Employment contracts at the level of the individual also constitute a source of regulation of employment relationships. Individual employment contracts must necessarily respect all conditions established both in laws and regulations and in applicable collective bargaining agreements.

Finally, the social security system provides coverage for a number of contingencies, including unemployment, temporary or permanent disability, retirement and death, salary guarantee funds in case of company insolvencies, and for widows and orphans. To pay for this coverage, every employer and employee must make contributions to the social security system. Contribution amounts are proportionate to the salary each employee receives. The social security system also provides universal healthcare coverage.

II PROCEDURE

Under Spanish employment law, disputes between employers and employees may be resolved through individual or collective procedures, mainly depending on the specific nature of the dispute and the number of employees involved.

i Individual procedures

Individual procedures are the most common type of litigation procedure in Spain. They are usually initiated by employees, although employers may also initiate them under certain circumstances (usually to claim amounts from employees, such as back pay compensation or damages arising from a breach by the employee of a post-contractual non-compete covenant)

To initiate an individual procedure, the employee must first file an administrative claim before the relevant regional conciliation service requesting a conciliation hearing with the company. (Note that exceptions to this process are made in the case of certain specific procedures, such as annual leave procedures or procedures for the modification of working conditions.) The filing of a claim prior to the start of the formal procedure before the employment courts is mandatory. The administrative claim shall include the main terms of the lawsuit that will be pursued in court and will result in a conciliation hearing, with both parties summoned to try to settle the case. In practice, a significant number of disputes are resolved by means of agreements reached through the conciliation services, which helps reduce the number of court procedures.

If no agreement is reached through the conciliation service, the claimant is entitled to file his or her lawsuit with the employment court. The employee must include in the written claim the arguments that will be used at the trial in court, so that the defendant is apprised of them prior to the court hearing and is therefore able to defend the case.

The parties can reach an agreement and settle the case at any time before the court hearing takes place, otherwise they shall appear before the court on the date of the hearing. On that date, prior to the hearing, the parties will again be asked to hold a mandatory conciliation hearing before the judge to try to settle the case. Should there not be a conciliation between the parties, the hearing will take place subsequently.
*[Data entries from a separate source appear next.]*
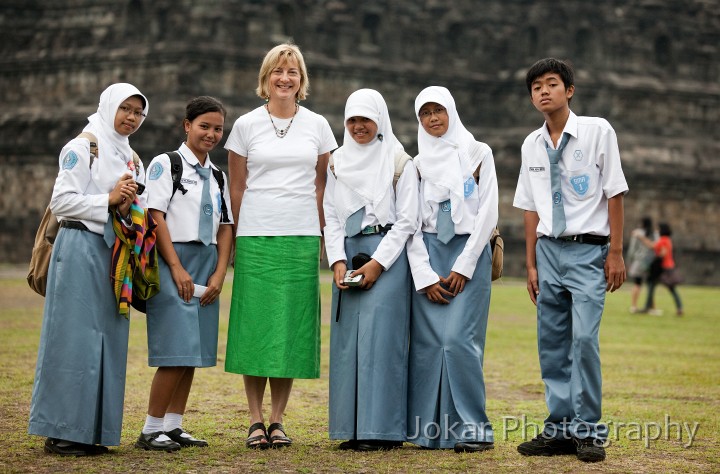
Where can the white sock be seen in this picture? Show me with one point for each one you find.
(172, 421)
(153, 424)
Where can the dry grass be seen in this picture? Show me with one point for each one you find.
(653, 367)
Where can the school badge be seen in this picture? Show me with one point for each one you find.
(70, 160)
(469, 186)
(580, 184)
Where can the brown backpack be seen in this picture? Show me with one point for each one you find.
(47, 232)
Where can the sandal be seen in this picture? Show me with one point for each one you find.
(259, 441)
(278, 441)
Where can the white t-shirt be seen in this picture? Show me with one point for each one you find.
(182, 212)
(591, 174)
(280, 197)
(480, 216)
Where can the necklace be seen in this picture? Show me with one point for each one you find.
(281, 132)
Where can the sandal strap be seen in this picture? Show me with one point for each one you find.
(258, 426)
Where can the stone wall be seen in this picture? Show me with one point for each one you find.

During the court hearing, the claimant must explain his or her position and the defendant will answer the claimant's arguments orally (no written reply to the claimant's lawsuit is allowed in employment procedures). Moreover, both parties will submit their evidence before the court, which includes not only documents but also witnesses' testimony or experts' reports. Finally, the parties will explain their conclusions to the judge and the trial will finish.

The court will then deliver its judgment, deciding whether to accept the claimant's arguments, totally or partially, or reject them. Exceptions are made for certain specific procedures, but most court decisions are subject to appeal before the superior courts (either the high court of justice of the appropriate autonomous community or the Supreme Court) by any of the parties involved. Appeals are made in written form and not orally.

ii Collective procedures

From a procedural standpoint, collective procedures basically follow the same rules as those set out for individual procedures. The main difference from individual procedures lies in the subject matter of the dispute or in the nature of the claimant. In this connection, collective procedures are raised in relation to the following:

  1. lawsuits that have an impact on the general interests of a group of employees (e.g., interpretation or application of a specific law, a collective bargaining agreement or a company policy);
  2. claims against company decisions of a collective nature (e.g., significant modifications of working conditions that have a collective impact); and
  3. challenges to collective bargaining agreements.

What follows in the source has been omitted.